Moderation: Jens de Buhr, Verleger DUB UNTERNEHMER-Magazin

Und dass man sich auch unter Parteifreunden definitiv nicht immer einig ist, zeigte sich im DUB Digital Business Talk, als Moderator Jens de Buhr das Gespräch auf das Konjunkturpaket der Bundesregierung lenkte. „Ich habe das Gefühl, dass die Mehrwertsteuersenkung etwas gebracht hat“, sagt Klingbeil.

Brigitte Zypries, die von 2005 bis 2017 für die SPD im Bundestag saß, kontert: „Die Mehrwertsteuersenkung halte ich gelinde gesagt für misslungen. Die Umstellung für ein halbes Jahr sorgt für einen wahnwitzigen Aufwand in Unternehmen, der Effekt ist jedoch relativ marginal.“

Wie stehen Sie heute – gut zweieinhalb Monate nach dem Beschluss – zum 130 Milliarden Euro schweren Konjunkturpaket? Hat es bewirkt, was es bewirken sollte?

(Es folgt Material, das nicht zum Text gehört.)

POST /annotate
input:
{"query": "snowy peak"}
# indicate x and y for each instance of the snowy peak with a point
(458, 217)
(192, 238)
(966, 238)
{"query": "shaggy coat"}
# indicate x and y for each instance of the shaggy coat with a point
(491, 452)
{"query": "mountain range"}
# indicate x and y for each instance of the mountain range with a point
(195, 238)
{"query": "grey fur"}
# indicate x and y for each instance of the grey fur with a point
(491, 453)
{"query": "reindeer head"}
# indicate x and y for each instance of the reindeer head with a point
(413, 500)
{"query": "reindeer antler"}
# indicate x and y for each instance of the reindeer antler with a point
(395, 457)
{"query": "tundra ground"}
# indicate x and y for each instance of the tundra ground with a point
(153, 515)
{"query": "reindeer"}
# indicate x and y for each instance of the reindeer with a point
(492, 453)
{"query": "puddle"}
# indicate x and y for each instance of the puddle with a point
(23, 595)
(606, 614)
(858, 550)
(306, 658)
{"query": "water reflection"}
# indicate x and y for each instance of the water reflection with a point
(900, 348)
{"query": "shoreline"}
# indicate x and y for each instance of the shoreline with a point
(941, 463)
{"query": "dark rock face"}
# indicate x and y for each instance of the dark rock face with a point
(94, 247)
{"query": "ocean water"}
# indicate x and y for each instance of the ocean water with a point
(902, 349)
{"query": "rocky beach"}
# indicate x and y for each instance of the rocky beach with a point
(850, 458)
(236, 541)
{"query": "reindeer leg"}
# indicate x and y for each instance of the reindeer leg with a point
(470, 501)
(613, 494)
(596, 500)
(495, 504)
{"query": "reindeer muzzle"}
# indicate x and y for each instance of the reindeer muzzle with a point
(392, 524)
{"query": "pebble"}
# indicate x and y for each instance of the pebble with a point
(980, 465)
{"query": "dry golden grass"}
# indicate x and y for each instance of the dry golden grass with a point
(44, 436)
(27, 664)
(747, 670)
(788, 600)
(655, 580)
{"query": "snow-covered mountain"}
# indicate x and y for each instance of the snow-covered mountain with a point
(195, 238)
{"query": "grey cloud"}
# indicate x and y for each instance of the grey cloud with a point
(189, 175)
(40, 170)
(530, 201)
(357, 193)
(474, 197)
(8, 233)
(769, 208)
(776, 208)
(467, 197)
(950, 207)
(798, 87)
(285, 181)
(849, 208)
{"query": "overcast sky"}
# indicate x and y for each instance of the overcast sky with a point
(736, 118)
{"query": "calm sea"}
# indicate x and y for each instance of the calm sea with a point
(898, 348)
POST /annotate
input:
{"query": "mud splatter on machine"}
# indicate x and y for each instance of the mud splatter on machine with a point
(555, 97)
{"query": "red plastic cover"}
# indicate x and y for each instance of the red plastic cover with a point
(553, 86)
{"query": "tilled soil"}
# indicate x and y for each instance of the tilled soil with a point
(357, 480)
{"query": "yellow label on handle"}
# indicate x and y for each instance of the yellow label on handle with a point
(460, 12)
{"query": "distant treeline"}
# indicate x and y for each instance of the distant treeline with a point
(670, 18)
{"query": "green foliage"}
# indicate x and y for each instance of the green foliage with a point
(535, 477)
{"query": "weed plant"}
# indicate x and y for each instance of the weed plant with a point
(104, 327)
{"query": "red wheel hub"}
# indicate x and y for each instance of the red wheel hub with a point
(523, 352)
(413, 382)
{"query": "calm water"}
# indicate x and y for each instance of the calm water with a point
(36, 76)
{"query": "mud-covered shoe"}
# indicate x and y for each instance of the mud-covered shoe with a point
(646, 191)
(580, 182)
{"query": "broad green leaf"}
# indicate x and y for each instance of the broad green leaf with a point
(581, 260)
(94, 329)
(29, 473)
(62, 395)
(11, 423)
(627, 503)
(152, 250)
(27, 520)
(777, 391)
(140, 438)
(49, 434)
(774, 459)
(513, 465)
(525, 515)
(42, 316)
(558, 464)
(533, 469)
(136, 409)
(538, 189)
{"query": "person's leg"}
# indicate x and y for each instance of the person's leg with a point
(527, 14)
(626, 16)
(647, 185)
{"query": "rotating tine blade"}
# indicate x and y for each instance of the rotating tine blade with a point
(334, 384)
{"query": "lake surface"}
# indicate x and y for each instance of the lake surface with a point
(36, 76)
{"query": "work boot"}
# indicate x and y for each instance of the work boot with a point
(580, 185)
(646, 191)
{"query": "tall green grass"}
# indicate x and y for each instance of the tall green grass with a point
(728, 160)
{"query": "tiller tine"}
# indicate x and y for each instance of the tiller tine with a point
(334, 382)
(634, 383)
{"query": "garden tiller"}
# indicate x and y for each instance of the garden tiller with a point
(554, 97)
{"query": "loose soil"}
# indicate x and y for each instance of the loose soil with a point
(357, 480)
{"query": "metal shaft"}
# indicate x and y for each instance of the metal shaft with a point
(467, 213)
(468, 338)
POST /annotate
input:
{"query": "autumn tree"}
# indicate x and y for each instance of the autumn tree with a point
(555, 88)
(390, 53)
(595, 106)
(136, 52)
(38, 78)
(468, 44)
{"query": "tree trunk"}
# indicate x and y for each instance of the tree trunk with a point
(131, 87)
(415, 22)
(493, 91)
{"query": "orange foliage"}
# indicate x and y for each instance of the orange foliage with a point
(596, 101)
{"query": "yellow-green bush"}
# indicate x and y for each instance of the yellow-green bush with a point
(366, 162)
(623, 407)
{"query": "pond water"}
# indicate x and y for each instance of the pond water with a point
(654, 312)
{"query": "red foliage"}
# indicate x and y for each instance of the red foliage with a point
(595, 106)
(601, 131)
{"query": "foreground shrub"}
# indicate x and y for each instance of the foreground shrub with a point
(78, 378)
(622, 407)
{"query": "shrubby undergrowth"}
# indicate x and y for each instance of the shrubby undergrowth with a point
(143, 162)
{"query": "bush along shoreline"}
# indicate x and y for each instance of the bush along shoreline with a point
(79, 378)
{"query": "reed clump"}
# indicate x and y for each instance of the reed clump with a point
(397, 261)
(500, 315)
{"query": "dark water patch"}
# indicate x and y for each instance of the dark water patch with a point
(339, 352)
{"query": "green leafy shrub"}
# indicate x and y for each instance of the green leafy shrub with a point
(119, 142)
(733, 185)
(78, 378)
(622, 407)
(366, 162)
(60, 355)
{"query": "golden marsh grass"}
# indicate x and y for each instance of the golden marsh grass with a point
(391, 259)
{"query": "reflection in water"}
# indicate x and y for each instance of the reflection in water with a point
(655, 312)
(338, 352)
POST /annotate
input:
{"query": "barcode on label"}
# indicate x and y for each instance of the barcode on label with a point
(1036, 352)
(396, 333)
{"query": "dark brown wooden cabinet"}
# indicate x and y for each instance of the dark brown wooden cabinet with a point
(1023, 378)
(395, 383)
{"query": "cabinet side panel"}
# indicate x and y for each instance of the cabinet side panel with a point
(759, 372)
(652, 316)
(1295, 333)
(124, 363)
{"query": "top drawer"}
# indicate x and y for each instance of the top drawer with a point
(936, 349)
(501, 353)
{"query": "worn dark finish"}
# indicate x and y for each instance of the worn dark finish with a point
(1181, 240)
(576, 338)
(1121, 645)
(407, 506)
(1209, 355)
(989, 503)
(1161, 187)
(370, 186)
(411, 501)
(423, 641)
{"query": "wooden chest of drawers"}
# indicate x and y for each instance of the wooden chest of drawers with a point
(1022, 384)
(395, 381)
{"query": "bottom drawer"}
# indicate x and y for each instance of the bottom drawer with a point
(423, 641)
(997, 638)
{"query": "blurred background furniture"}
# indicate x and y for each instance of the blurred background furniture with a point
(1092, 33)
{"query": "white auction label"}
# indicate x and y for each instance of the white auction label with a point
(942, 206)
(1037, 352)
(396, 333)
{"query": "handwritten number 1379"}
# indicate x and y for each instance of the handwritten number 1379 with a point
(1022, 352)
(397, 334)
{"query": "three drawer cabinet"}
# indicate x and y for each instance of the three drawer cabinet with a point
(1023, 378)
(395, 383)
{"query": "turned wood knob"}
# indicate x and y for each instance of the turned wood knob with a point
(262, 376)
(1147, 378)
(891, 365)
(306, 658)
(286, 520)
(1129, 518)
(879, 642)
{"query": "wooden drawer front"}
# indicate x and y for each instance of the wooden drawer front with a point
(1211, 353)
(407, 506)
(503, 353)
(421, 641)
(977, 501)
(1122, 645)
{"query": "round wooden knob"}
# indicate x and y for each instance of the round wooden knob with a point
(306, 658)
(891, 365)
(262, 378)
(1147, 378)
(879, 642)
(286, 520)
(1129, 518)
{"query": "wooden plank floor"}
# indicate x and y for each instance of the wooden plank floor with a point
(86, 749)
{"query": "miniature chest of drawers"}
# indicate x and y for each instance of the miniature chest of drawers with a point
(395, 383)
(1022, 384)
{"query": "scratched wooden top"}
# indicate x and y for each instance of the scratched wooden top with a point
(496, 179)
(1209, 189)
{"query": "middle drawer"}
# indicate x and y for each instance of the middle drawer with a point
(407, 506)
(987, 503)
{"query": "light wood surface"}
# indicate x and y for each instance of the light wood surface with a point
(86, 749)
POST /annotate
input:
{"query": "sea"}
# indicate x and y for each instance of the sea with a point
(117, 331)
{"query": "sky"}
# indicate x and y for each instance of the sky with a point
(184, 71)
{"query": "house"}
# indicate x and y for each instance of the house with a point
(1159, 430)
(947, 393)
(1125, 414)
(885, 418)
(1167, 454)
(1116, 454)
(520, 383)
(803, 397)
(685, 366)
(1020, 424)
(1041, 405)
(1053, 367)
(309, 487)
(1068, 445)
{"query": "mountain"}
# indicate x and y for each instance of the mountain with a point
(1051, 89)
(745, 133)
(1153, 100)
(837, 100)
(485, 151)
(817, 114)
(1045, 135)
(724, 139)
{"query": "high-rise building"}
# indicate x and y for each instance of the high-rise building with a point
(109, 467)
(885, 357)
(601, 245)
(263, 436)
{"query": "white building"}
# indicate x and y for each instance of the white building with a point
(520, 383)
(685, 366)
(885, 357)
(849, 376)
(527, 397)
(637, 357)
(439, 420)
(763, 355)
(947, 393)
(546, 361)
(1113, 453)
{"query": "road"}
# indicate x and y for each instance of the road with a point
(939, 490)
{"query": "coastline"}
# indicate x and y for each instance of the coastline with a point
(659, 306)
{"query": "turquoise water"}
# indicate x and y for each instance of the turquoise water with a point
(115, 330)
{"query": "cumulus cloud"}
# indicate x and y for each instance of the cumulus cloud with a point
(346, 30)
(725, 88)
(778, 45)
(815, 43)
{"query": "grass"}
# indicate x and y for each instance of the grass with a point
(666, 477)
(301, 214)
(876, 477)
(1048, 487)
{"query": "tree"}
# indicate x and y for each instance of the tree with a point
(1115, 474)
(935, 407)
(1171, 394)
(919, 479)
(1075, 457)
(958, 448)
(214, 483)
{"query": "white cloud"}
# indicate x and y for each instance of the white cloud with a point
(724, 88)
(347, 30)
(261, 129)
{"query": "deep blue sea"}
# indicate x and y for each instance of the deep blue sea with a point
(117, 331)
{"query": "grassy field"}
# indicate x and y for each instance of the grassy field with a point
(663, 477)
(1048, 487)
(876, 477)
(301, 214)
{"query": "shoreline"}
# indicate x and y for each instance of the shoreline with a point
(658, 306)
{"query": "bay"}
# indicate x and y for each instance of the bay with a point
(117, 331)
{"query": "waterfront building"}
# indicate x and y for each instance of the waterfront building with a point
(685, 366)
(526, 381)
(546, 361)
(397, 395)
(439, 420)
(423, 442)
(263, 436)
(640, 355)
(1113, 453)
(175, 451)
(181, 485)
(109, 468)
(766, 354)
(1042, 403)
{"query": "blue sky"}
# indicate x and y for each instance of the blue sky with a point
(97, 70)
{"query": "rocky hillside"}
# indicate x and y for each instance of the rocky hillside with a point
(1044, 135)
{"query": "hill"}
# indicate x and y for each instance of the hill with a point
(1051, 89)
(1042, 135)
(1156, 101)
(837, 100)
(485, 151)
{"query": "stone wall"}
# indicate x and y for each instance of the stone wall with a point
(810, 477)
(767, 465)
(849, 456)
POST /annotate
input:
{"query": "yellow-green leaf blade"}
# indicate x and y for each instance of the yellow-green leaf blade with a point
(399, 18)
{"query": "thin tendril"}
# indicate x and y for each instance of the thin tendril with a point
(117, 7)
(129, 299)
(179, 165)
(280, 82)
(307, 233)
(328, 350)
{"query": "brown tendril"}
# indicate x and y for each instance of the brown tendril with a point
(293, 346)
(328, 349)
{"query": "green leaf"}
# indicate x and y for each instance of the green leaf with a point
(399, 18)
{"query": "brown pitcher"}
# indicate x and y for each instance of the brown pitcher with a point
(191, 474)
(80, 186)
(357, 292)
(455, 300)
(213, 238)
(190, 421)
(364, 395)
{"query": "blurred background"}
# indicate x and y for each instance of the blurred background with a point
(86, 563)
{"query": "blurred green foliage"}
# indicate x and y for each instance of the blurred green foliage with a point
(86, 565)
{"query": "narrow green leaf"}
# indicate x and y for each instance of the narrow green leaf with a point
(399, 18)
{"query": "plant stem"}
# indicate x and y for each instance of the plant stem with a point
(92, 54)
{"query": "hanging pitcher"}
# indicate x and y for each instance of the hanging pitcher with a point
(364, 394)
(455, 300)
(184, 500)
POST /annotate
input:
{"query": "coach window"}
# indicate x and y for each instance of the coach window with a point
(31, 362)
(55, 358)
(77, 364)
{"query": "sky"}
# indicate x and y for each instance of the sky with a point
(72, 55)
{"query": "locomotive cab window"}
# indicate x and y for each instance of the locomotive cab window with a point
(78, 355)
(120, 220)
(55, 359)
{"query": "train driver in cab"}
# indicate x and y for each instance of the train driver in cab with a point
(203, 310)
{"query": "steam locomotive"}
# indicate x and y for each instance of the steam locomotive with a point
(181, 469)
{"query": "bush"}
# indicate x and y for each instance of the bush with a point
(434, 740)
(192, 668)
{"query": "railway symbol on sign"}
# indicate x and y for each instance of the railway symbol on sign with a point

Lars Klingbeil: Ich habe mich vor Kurzem mit einem Gastronomen unterhalten, der Restaurants in Hamburg und auf Mallorca betreibt. Er verwies darauf, dass es auf Mallorca keinerlei Unterstützung gibt. Gerade dieser Blick auf das Ausland zeigt: Das, was Olaf Scholz auf den Weg gebracht hat, hat ganz vielen geholfen. Und es hat dazu geführt, dass wir bisher viel besser als andere Länder durch die Krise gekommen sind.

Auch auf der Sommertour durch meinen Wahlkreis habe ich gemerkt, dass in vielen Bereichen eine Stabilisierung zu beobachten ist. Andererseits: Ich habe kürzlich Schausteller besucht. Für die ist es eine Katastrophe, dass Großveranstaltungen jetzt bis Ende des Jahres abgesagt sind. Es gibt Branchen, die sind richtig schlecht dran. Da muss die Politik nochmal genau schauen, welche Maßnahmen ergriffen werden können.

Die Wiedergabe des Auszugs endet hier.